La 'vivienda' más pequeña

La vivienda que durante meses habitó Saturnino Ruiz es la más pequeña y miserable de Madrid. No es un pisito, ni una chabola, ni una cueva. No tiene electricidad, ni agua, ni gas, ni muebles, ni tan siquiera un jergón. La vivienda que habitó Saturnino Ruiz, y en la que fue encontrado muerto "por causas naturales" y frío como el mármol el miércoles 13, es, literalmente, una tumba, una oquedad excavada en la tierra, de 1,30 metros de ancho, 1,50 de alto y 2 de profundidad.

Cuando Saturnino se levantaba podía contemplar, eso sí, una de las más representativas vistas del Madrid de finales del segundo milenio. A su izquierda, la avenida de América, la autovía que lleva al aeropuerto de Barajas, flanqueada por altos edificios, uno de los cuales, Torres Blancas, obtuvo el Premio Nacional de Arquitectura. Al frente, vallas publicitarias, entre las que destacan las de un hipermercado y el último disco de Juan Pardo. A su derecha, las casitas del modesto barrio del Parral.Saturnino, santanderino de 49 años, tenía 1,68 metros de altura, era muy delgado, lucía cabello negro, largo y con ondulaciones, bigote y perilla, y recogía cartones y trapos viejos para pagarse sus limitadas necesidades: un bocadillo de fiambres de cuando en cuando y, sobre todo, una botellita de vino tinto. No sabemos si Saturnino era feliz o no con esa vida. Apenas conocemos lo dicho y que murió, "por causas naturales", unas 30 horas antes de que unos padres, que buscaban desesperadamente a un hijo perdido, dieran un vistazo al hueco que Saturnino encontró en Madrid y vieran su cadáver, vestido con camisa y rebeca de color marrón, jersei gris, chaqueta oscura de color original indefinible, y dos pantalones, uno vaquero y otro de pana.

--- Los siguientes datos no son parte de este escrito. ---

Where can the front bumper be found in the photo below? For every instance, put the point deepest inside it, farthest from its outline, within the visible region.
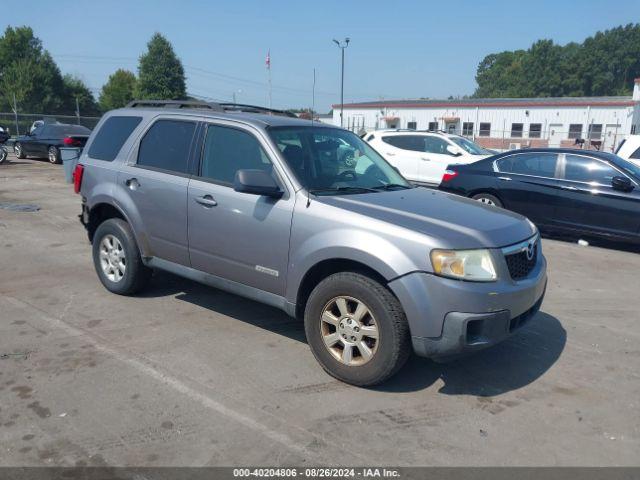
(449, 317)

El cadáver estaba descalzo. Sus zapatos quedaron en la oquedad junto con el resto de sus pertenencias: un peine de plástico, un único guante de lana roja, cajas de cerillas vacías, tres abrigos viejísimos hace ya mucho tiempo y dos telas de saco que debían de servir de mantas.

La pequeña caverna de Saturnino tiene su fachada, pura tierra, quemada de los fuegos que su ocupante hacía en la puerta. Está excavada a unos tres metros de altura de un elevado talud sobre el que se asienta el Club Deportivo Santiago Apóstol. Jóvenes ejecutivos y profesionales nadan en las piscinas del club, juegan al tenis en sus canchas o corren por sus circuitos, ajenos a que bajo ellos tenía Saturnino su domicilio.

En el inmenso descampado frente al talud, entre la avenida de América y el final de la calle de Oltra, la lluvia ha formado una piscina natural, y jóvenes de ambos sexos pasean perros lustrosos. Ni ellos ni los vecinos de la calle de Oltra conocían el nombre del muerto, al que llamaban el viejo de la covacha, y al que recuerdan haciendo sus necesidades por el solar. Paseantes y vecinos sólo saben que no fue Saturnino el que arañó la tierra para hacerle un hueco, sino unos niños, hace años. Lo que fue territorio para las aventuras imaginarias de unos chavales y vivienda del último cavernícola de la capital, es ahora -signo de los tiempos-, refugio de heroinómanos. Desde que Saturnino no la cuida, las jeringuillas alfombran el suelo de la vivienda más exigua de Madrid.